How to fully mine the existing data rules through a scientific method and realize the filling of large-scale traffic missing data so as to help city managers master traffic operation conditions and make effective management decisions, which is the key point and the purpose of the research of the invention.
The current domestic and foreign research and technical current situations are mainly as follows:
first, filling scattered missing data of urban traffic. Scholars at home and abroad make a great deal of research on filling methods for scattered urban traffic data loss, and classically, data points closely related to the scattered urban data loss are found out by utilizing an autocorrelation analysis theory, and then the scattered urban data loss is filled by adopting a weighted average method. The algorithm model mainly considers the characteristics among data, the characteristics of the data are less mined, and the algorithm model has the defects of complex calculation and high time consumption and is difficult to popularize on a large scale.
Secondly, filling up urban traffic continuous missing data. The existing continuous missing data filling method mainly takes machine learning related algorithms such as neural networks, support vector regression and the like as main steps, utilizes the existing historical data to train and obtain a regression model, and fills the continuous missing data. Although the filling effect of the algorithm is good, the algorithm also has the defects of complex calculation, more filling model parameters and poor interpretability, and is not beneficial to other users to understand the model and reproduce the model, so that the popularization of related application is limited to a certain extent.
Disclosure of Invention
The method aims to organize data from the time-space characteristics of urban traffic, excavate the internal rules of the data by a tensor decomposition method, establish a missing data filling model with strong interpretability by using the excavated rules, and finally realize effective filling of scattered or continuous missing data.

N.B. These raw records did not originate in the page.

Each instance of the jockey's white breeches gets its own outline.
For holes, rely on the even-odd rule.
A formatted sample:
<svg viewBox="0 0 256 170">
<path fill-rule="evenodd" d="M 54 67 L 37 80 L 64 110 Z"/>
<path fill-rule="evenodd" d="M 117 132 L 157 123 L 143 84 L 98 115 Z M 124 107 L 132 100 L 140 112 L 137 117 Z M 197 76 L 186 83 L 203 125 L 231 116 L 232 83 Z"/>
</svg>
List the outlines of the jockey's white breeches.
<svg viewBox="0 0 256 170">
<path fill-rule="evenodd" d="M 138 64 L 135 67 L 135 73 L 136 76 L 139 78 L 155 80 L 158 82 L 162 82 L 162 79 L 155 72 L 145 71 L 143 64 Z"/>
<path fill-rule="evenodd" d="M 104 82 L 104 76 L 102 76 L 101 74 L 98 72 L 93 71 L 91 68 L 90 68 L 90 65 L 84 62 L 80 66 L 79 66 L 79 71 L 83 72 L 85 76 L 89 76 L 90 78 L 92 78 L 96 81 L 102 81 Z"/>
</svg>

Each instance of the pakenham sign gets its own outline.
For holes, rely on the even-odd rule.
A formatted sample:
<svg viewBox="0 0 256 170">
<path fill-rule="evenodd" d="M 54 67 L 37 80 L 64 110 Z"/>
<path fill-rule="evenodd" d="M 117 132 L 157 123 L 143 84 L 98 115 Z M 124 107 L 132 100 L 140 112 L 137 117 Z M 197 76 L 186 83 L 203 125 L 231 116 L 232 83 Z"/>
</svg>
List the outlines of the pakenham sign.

In order to realize the purpose, the technical scheme is as follows:
a tensor decomposition-based urban traffic missing data filling method comprises the following steps:
s1, constructing tensors of urban traffic data based on dimensions of road sections, dates and time periods;
s2, pre-filling missing data to finish initialization of the missing data;
s3, performing truncation singular value decomposition on the tensor obtained by pre-filling, and mining to obtain a left singular vector of the tensor in dimensions of a road section, a date and a time period;
s4, calculating to obtain a core tensor by using the left singular vectors of the road section, the date and the time interval dimension;
and S5, constructing a missing data filling model, inputting left singular vectors of road section, date and time interval dimensions and a core tensor training missing data filling model, continuously optimizing the missing data filling model by combining an optimization algorithm, and filling missing data through the missing data filling model after optimization is finished.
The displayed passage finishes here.